Even as Delhi reels under a power shortage and states like Tamil Nadu and Uttar Pradesh grapple with huge peak power deficit,
Gujarat is flaunting its 24x7 electricity supply. And why not? The state successfully wiped out a peak power deficit as high as 25% in less than a decade. This was achieved through simple reforms that other states have failed to adopt. A supply system which ensures single-phase electricity supply to the subsidised agricultural consumers and a three-phase one to other consumers in the rural areas—under the state’s
Jyotigram scheme—ensures there is no leakage. The state restructured its power companies into seven entities with specific responsibilities to bring in efficiency. This includes four distribution and a power-trading company. Facilitating private sector participation raised power generation.

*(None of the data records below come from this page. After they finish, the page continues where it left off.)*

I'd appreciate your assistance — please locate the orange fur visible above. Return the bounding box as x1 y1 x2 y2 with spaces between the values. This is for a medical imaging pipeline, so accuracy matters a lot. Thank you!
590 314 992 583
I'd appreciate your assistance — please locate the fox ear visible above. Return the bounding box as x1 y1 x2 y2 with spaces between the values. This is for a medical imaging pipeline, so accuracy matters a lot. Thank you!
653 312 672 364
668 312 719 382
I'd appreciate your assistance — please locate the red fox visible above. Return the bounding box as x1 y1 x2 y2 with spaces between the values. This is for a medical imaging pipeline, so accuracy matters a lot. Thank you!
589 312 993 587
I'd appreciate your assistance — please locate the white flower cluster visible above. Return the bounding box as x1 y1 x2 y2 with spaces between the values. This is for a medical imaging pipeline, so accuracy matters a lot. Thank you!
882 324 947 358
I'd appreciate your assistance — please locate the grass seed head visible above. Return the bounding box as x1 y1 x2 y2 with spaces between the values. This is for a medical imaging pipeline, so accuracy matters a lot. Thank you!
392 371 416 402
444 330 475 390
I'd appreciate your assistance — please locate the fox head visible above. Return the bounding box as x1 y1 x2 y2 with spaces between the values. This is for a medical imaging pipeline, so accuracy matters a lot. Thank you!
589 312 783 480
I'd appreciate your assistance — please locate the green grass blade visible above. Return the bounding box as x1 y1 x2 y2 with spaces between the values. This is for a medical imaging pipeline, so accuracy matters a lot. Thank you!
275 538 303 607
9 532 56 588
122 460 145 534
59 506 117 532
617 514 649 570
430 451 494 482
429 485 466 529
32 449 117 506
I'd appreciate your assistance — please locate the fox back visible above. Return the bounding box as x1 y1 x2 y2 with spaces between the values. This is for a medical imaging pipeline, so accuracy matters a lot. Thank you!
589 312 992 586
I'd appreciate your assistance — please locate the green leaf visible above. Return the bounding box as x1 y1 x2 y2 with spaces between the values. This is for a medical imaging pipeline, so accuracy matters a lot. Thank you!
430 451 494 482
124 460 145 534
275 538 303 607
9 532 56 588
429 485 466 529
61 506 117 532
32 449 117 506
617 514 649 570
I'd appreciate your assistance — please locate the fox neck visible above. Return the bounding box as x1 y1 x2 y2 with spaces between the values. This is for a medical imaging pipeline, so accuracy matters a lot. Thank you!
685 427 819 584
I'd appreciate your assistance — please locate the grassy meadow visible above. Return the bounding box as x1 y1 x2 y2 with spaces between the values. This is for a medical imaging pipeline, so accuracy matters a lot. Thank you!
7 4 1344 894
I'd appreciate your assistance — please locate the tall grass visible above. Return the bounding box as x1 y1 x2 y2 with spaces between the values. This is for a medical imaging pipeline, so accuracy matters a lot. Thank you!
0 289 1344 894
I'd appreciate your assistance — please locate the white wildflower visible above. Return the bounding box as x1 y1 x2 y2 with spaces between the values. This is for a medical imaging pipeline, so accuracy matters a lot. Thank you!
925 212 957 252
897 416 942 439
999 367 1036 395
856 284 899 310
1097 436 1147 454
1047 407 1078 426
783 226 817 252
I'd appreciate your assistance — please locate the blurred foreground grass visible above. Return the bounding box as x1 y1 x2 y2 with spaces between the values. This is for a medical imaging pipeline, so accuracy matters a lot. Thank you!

Generation capacity in the state has gone up by more than two and a half times with the share of the private sector going up from 25% to more than 60%. Gujarat’s distribution companies are making profits while those of the other states stare at huge losses—these stood at a whopping R2.4 lakh crore at the end of FY12. Take any parameter for power, and the state has an impressive record. Per-capita consumption of electricity at 1,663 kWh in Gujarat as compared to the all-India figure of 884 kWh, is better than even Haryana and Delhi, and rural electrification in the state is close to 99% as against the national penetration of 93.8%.
Starting with the segregation of subsidised and non-subsidised consumers and their supply lines to fixing of cost-reflective tariffs and reduction in T&D losses to sale of surplus power to other states, Gujarat has undertaken all the reform measures in the book. The average tariff in the state in FY12 was 422 paise/kwh while the all-India average was 387. And in terms of recovery, it was only behind Sikkim and Maharashtra—at 92.8%—while the all-India average was just 66%. The T&D losses in Gujarat have also been a much lower 18% as compared to the national 24%. Its cost of power supply, at 495.54 paise per kWh, in FY14 was only above Chattisgarh among the 22 major states. Armed with a working model, Narendra Modi now needs to spread Jyotigram across the country.